O documento destaca o agravamento das violações contra esses povos, ao longo dos anos, por causa das mudanças climáticas. As secas extremas que assolaram a Amazônia em 2016, 2019, 2020, 2023 e 2024 aprofundaram os impactos já existentes e evidenciaram a fragilidade estrutural do empreendimento, reforça trecho da carta.
As organizações lembram ainda que, em julho de 2025, a Corte Interamericana de Direitos Humanos (CIDH) reconheceu, em um parecer consultivo, a obrigação de os países responderem à emergência climática como um direito internacional.
No parecer, são destacadas as obrigações para proteção das populações afetadas pela emergência climática, entre elas a garantia a um ambiente saudável e a promoção de soluções legais eficazes, proteção e reparação contra os impactos das mudanças do clima.
Direitos Humanos
Segundo a advogada do Programa de Direitos Humanos e Meio Ambiente da Aida, Erina Gomes, esse parecer fortalece uma petição apresentada pelas organizações sociais na CIDH, desde 2011, pela responsabilização do Estado por violar os direitos fundamentais dos povos do Xingu, durante a construção da usina de Belo Monte.
Do ponto de vista da proteção dos direitos dos povos do Xingu, Belo Monte é avaliada e considerada um desastre socioambiental. Dez anos depois da operação e 15 anos desse processo, aquilo que foi denunciado na petição, aqueles argumentos que nós trazíamos de possibilidade de impactos irreversíveis, eles se concretizaram, afirma a advogada.
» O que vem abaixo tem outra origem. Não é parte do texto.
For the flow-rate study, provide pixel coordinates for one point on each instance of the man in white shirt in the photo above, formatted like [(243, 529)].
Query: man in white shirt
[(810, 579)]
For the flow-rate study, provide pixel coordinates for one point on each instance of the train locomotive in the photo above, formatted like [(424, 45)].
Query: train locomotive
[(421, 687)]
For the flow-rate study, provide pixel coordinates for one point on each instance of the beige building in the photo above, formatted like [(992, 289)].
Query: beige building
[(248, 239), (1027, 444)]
A expectativa das organizações sociais é que um relatório de mérito da Corte Interamericana crie uma jurisprudência regional para a Amazônia, que evite futuros impactos socioambientais semelhantes aos da Usina de Belo Monte, em futuros projetos de transição energética.
Até porque a energia limpa também é um discurso de Belo Monte. E uma das demandas nossas é que projetos de energia limpa não podem ser construídos sob violações sistemáticas de direitos humanos, reforça.
Investimentos
Sob administração da empresa concessionária Norte Energia, maior acionista do empreendimento, desde 2010, a Usina Hidrelétrica de Belo Monte é considerada pelo setor como essencial para o Sistema Interligado Nacional.
De acordo com nota divulgada pela empresa, a usina no Rio Xingu atende a uma média de 5% da demanda por energia elétrica do país ao ano, em todos os estados. Nos horários de pico de consumo, produz até 16% da demanda nacional, informa.
Segundo a Norte Energia, mais de R$ 8 bilhões já foram investidos nos compromissos socioambientais assumidos no licenciamento.
Entre os resultados estão: construção de três hospitais, 63 unidades básicas de saúde, reforma ou construção de 99 escolas, criação de seis bairros, reflorestamento de uma área equivalente a três mil campos de futebol e ações voltadas para comunidades indígenas como atividades produtivas, proteção territorial, saúde e educação, informou a empresa por meio de nota.
Apesar dos investimentos, organizações sociais e a população atingida afirmam que os projetos nunca foram concluídos e as poucas iniciativas foram insuficientes na reparação aos danos causados.
Falar hoje em projeto de atividade produtiva com a entrega de 20 pintos pra gente criar, nunca vai substituir um rio que nos oferecia todo dia todos os tipos de espécies de peixe para a gente pegar, para a gente comer, conclui Sara Lima.